- CMS finalized Medicare payment increases and policy changes for skilled-nursing facilities (SNF), inpatient rehabilitation facilities (IRF), and hospices last Friday.
- The changes, proposed in April, will continue the push toward paying providers for value rather than the quantity of services provided with several new quality measures.
- Failure to submit the required quality data under CMS' reporting programs will result in a 2 percentage point reduction to their payments, according to the agency.
The administration's timeline for tying Medicare payments to quality of care in its shift away from the traditional fee-for-service (FFS) is ahead of schedule. As of this March, 30% of Medicare payments are tied to alternative payments models (APMs) though HHS intended to meet that goal by year's end.
The final rules for SNFs and IRFs, scheduled to be published on August 5 in the Federal Register, adopt four quality measures - three to measure resource use and one for medication reconciliation.
The new quality measures for SNFs and IRFs are:
- Medicare Spending Per Beneficiary - Post-Acute Care (PAC)
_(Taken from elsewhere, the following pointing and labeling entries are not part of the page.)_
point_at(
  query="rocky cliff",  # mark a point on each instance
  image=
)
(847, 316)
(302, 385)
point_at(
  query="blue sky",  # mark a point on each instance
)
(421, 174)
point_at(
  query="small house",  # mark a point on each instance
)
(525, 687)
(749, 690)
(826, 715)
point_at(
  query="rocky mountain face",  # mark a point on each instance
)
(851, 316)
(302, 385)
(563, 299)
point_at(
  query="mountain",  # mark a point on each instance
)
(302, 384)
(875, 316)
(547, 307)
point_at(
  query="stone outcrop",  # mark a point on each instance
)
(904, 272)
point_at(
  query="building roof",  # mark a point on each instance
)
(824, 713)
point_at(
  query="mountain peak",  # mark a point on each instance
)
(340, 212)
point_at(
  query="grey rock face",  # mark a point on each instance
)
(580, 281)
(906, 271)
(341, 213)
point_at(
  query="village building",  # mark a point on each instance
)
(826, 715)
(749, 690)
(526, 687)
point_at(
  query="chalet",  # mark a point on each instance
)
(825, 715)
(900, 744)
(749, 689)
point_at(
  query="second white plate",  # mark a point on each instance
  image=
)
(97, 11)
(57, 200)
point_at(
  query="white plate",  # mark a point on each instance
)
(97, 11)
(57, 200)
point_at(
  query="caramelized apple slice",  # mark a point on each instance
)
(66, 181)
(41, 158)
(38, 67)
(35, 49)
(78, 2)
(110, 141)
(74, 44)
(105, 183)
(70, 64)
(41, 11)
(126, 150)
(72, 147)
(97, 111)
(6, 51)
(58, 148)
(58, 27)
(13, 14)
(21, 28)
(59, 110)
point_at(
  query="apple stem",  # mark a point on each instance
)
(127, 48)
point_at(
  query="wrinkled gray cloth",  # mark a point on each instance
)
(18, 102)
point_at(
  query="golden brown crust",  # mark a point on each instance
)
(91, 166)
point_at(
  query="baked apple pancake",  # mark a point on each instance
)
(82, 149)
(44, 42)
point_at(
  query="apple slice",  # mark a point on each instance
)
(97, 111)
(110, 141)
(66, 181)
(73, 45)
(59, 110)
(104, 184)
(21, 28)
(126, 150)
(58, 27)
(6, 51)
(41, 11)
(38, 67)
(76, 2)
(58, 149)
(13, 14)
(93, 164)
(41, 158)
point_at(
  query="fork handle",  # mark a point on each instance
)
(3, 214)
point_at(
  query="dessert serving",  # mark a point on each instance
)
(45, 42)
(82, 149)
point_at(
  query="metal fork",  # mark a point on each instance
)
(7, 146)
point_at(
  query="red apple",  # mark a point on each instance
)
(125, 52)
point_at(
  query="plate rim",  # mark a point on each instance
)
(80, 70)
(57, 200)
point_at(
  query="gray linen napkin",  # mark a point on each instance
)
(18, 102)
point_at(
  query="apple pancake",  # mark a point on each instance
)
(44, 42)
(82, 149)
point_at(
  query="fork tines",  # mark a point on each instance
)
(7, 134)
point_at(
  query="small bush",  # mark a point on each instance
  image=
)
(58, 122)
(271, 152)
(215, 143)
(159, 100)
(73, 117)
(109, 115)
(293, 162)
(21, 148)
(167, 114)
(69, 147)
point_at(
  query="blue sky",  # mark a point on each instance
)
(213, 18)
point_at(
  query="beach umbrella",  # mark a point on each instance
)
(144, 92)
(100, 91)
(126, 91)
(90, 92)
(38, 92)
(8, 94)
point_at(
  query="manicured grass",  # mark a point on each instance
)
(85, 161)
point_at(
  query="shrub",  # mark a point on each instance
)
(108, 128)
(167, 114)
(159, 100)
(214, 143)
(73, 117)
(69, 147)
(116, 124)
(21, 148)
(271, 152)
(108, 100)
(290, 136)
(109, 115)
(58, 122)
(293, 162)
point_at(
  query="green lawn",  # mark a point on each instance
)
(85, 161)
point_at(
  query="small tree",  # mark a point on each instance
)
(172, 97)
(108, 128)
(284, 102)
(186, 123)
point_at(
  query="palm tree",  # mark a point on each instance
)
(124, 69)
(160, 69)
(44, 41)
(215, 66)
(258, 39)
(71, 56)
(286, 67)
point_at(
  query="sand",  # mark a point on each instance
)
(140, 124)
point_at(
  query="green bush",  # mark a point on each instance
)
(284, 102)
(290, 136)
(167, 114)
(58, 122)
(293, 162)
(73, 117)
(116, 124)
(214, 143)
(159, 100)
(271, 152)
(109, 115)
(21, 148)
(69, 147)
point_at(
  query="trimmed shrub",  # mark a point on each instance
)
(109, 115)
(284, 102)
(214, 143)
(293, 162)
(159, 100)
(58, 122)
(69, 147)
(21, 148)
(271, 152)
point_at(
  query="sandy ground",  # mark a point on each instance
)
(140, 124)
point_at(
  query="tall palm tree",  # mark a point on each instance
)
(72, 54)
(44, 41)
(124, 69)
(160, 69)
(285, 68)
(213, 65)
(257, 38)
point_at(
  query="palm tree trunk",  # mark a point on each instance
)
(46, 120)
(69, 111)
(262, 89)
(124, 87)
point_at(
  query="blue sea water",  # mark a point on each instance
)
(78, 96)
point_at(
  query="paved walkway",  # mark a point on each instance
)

- Discharge to Community – PAC
- Potentially Preventable 30-Day Post-Discharge Readmission
- Drug Regimen Review Conducted with Follow-Up for Identified Issues
The rule for IRFs adopts one additional measure for FY 2018 - “Potentially Preventable within Stay Readmission for IRFs.” CMS will begin reporting IRF quality data this fall.
In addition, the value-based purchasing program for SNFs, which is required by the Improving Medicare Post-Acute Care Transformation Act of 2014 (IMPACT), adopts a performance scoring methodology, provides feedback reports, and establishes performance standards as well as a baseline and performance periods.
“In many areas, we believe these are important changes aimed at advancing quality via the IMPACT Act and other new law,” American Health Care Association President and CEO Mark Parkinson told McKnight's. “In others, we wish a different outcome had occurred,” Parkinson added.
Under the updates, aggregate payments to skilled-nursing facilities (SNFs) are projected to increase by $920 million (2.4%) once the rule becomes effective on October 1. Inpatient rehabilitation facilities (IRFs) will see an increase of about $145 million (1.9%).
Payments to hospices for FY 2017 will increase by $350 million (2.1%). The cap amount for 2017, which ends on September 30, will be $28,404.99. In 2016, the cap amount was $27,820.75.
Hospices will be required to regularly collect survey data from January to December of CY 2017 for FY 2019 annual payments updates (APU) and from January to December of CY 2018 for FY 2020 APU.
CMS wants hospice care to adopt two new measures - one for assessing staff visits to patients and caregivers (Hospice Visits When Death is Imminent), and one for evaluating "the percentage of hospice patients who received care processes consistent with guidelines" (Hospice and Palliative Care Composite Process Measure).
The second measure will be based on the existing seven measures under the Hospice Quality Reporting Program: Pain screening, pain assessment, dyspnea screening, dyspnea treatment, patients treated with an opioid who are given a bowel regimen, treatment preferences and beliefs/values addressed.